1D Mass-Spring Oscillator with Actuator
2D Mass-Spring Oscillator with 2 Actuators
Stage 1 Hanging Mass
Debugging
For a graphical view of the processes and threads, look in documentation/code_design/Process_Diagram.drawio.
Not Plotting Correctly?
Plotter Window Doesn't Spawn?
Make sure you made the Plotter instance, make a process for it, and started it.
Plotter Comes Up But Doesn't Show Lines?
Make sure you made a Shared______ and attached it to the plotter AND the physics engine source correctly.
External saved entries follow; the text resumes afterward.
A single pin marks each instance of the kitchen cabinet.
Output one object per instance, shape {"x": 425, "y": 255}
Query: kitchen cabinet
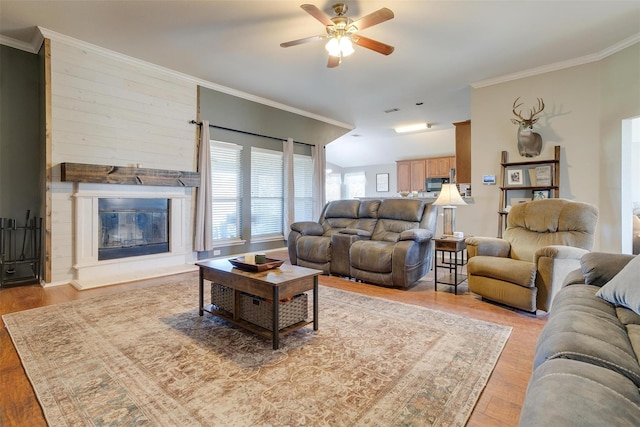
{"x": 412, "y": 174}
{"x": 463, "y": 152}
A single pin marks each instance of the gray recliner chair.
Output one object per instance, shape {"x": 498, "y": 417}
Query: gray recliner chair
{"x": 543, "y": 242}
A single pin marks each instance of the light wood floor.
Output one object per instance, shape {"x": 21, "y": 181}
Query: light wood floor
{"x": 499, "y": 404}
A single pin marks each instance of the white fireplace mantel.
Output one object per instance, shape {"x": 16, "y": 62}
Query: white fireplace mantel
{"x": 89, "y": 272}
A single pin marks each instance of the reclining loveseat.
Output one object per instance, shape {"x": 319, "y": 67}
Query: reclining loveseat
{"x": 385, "y": 242}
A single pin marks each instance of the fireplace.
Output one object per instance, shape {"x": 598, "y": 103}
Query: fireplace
{"x": 124, "y": 233}
{"x": 130, "y": 227}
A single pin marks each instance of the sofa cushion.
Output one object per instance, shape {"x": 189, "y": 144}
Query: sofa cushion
{"x": 314, "y": 248}
{"x": 520, "y": 273}
{"x": 369, "y": 209}
{"x": 600, "y": 267}
{"x": 342, "y": 209}
{"x": 587, "y": 329}
{"x": 402, "y": 210}
{"x": 624, "y": 288}
{"x": 565, "y": 392}
{"x": 373, "y": 256}
{"x": 627, "y": 317}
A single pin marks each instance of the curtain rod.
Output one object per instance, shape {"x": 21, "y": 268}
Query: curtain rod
{"x": 193, "y": 122}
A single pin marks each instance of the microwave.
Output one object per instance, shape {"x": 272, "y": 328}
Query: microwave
{"x": 435, "y": 184}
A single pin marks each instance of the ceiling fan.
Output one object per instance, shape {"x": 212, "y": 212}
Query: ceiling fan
{"x": 342, "y": 32}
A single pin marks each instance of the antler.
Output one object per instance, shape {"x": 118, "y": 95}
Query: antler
{"x": 518, "y": 115}
{"x": 535, "y": 111}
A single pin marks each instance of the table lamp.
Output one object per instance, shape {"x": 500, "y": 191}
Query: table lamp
{"x": 449, "y": 198}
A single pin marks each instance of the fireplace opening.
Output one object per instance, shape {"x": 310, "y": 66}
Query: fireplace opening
{"x": 132, "y": 227}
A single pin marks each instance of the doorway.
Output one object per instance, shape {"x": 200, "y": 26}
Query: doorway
{"x": 630, "y": 188}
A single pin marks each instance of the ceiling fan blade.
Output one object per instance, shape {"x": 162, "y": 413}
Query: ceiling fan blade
{"x": 373, "y": 18}
{"x": 301, "y": 41}
{"x": 317, "y": 13}
{"x": 374, "y": 45}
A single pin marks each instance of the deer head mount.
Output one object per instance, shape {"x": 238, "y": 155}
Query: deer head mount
{"x": 529, "y": 142}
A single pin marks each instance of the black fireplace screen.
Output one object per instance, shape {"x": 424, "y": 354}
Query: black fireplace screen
{"x": 132, "y": 227}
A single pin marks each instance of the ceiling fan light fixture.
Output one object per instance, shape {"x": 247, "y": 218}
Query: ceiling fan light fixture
{"x": 412, "y": 128}
{"x": 333, "y": 47}
{"x": 339, "y": 46}
{"x": 346, "y": 46}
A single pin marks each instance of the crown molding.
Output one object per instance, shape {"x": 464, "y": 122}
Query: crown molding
{"x": 52, "y": 35}
{"x": 560, "y": 65}
{"x": 18, "y": 44}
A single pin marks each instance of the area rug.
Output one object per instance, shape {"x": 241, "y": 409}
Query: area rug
{"x": 145, "y": 357}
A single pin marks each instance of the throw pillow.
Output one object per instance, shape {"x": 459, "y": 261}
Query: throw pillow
{"x": 624, "y": 288}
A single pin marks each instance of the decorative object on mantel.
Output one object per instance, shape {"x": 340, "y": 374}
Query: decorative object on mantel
{"x": 529, "y": 142}
{"x": 107, "y": 174}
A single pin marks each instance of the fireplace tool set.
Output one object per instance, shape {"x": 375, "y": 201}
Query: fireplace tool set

Plotting Some Parts But Not All?
This is likely a problem in Plotter.pull_data(). There is a chain of if-elif statements that check for every type of Shared______. For example, if a Joint is not being plotted correctly, go to elif isinstance(foo, SharedJoint):. It is possible there is a missed attribute that needs to be considered and handled correctly.
Make sure you gave the ylabel a unique name.
Not Visualizing Correctly?
Visualization Doesn't Spawn?
The Visualizer spwawns in your default browser. Make sure it isn't spawning in a browser you didn't know was open.
Make sure you made the Visualizer instance, make a process for it, and started it.
Visualization Doesn't Show an Object?
Make sure you made a Shared______ and attached it to the visualizer correctly.
Make sure the physics engine source (Joint, Spring, RigidActuator) has a unique name.